ATLANTA -- Craig Kimbrel, Freddie Freeman, and Jason Heyward are set to receive significant raises. But each of these players might first have to experience a salary arbitration hearing to learn exactly what the Braves will be paying them during the upcoming season.
The Braves agreed to terms on one-year deals with Kris Medlen, Mike Minor, Chris Johnson and Jordan Schafer before having to exchange salary arbitration figures on Friday afternoon. But they were not able to reach agreements with Kimbrel, Freeman and Heyward, who stood as their only other unsigned arbitration-eligible players.
While the Braves are permitted to continue negotiating with each of their three unsigned arbitration-eligible players, there is a strong possibility that they will end up taking each of these players to a salary arbitration hearing that will be held at some point between Feb. 1-21 in St. Petersburg, Fla.
Over the past few seasons, Atlanta has made it known that it is a "file-and-trial club." This means the team plans to go to a hearing if it does not reach an agreement before the salary figures are exchanged.
The Braves haven't taken a player to a hearing since 2001, when they won their arbitration case against John Rocker. But the club was planning to go through this process with Martin Prado before he was traded to the D-backs last January.
Medlen agreed to a one-year deal worth $5.8 million. The 2.47 ERA he has compiled since July 31, 2012, ranks second only to Clayton Kershaw among all pitchers who have made at least 40 starts during this span. The 27-year-old right-hander made $2.6 million as a first-time arbitration-eligible player this past season.
Minor's salary will rise from $505,000 to $3.85 million. The 26-year-old left-hander notched a career-high 13 wins and exceeded 200 innings for the first time while posting a 3.21 ERA in 32 starts last year.

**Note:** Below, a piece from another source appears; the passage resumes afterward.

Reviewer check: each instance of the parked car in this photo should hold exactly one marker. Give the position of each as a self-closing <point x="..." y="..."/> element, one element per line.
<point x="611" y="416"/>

Johnson, who finished second in the National League with a .321 batting average, agreed to a $4.75 million salary for this upcoming season. The veteran third baseman proved to be quite a value as he made $2.29 million in 2013.

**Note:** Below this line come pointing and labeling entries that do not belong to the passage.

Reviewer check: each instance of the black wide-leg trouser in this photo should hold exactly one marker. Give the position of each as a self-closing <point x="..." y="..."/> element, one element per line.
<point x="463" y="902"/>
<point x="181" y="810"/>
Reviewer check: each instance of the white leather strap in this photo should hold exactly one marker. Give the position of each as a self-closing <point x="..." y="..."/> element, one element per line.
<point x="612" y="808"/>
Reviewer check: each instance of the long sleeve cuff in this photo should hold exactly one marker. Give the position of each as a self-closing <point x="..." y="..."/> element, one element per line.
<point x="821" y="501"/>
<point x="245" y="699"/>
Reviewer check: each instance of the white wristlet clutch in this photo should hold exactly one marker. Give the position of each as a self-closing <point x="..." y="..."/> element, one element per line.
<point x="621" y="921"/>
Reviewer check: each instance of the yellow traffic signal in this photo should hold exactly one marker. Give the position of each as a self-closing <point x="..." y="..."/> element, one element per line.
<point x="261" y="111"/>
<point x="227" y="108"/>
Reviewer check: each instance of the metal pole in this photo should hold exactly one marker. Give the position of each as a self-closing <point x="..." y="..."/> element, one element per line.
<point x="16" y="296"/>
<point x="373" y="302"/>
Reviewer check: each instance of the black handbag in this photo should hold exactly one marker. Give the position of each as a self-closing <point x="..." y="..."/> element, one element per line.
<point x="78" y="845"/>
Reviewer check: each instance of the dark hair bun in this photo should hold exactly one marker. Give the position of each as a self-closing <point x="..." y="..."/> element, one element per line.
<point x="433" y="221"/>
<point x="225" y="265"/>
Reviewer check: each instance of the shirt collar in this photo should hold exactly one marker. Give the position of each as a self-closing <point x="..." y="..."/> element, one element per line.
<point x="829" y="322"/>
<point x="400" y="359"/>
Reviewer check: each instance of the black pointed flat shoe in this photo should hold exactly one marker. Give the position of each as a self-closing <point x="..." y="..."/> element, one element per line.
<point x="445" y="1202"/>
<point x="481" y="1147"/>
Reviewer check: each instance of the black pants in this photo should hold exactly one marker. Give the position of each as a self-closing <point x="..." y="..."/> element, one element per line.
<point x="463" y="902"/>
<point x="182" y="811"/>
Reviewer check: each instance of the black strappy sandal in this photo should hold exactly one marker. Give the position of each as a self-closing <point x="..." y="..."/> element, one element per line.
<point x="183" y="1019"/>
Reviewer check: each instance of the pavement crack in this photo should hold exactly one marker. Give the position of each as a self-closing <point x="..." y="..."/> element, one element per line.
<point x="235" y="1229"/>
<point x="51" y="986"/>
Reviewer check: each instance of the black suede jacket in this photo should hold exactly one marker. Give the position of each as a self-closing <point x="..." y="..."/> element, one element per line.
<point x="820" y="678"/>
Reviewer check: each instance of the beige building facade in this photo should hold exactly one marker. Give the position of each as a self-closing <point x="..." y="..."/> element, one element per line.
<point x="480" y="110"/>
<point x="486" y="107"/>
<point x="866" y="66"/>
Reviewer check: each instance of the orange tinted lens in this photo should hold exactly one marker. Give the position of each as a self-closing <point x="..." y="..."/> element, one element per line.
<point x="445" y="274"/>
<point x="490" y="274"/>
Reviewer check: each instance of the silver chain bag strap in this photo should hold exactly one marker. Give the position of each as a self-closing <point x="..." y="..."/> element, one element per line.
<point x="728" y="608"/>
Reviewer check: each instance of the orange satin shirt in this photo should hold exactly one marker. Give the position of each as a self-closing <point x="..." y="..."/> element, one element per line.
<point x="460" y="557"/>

Schafer's one-year deal is worth $1.09 million. The versatile and athletic backup outfielder made $513,000 while hitting .247 with a .677 OPS last year. This was the first time he was eligible for arbitration.
Of the three players who have not yet reached an agreement, Heyward is the only one who is not experiencing the arbitration process for the first time. The 25-year-old outfielder will likely gain a raise of approximately $1 million from his $3.65 million salary.
Kimbrel's first-year arbitration status has drawn comparisons to Jonathan Papelbon, who received a $6.25 million salary when he was arbitration-eligible for the first time with the Red Sox after the 2008 season. Kimbrel's salary is expected to rise from $655,000 to somewhere between $7 million to $7.25 million.
Freeman, who finished fourth in this year's NL Most Valuable Player Award balloting, is expected to see his salary rise from $560,000 to the vicinity of $5 million.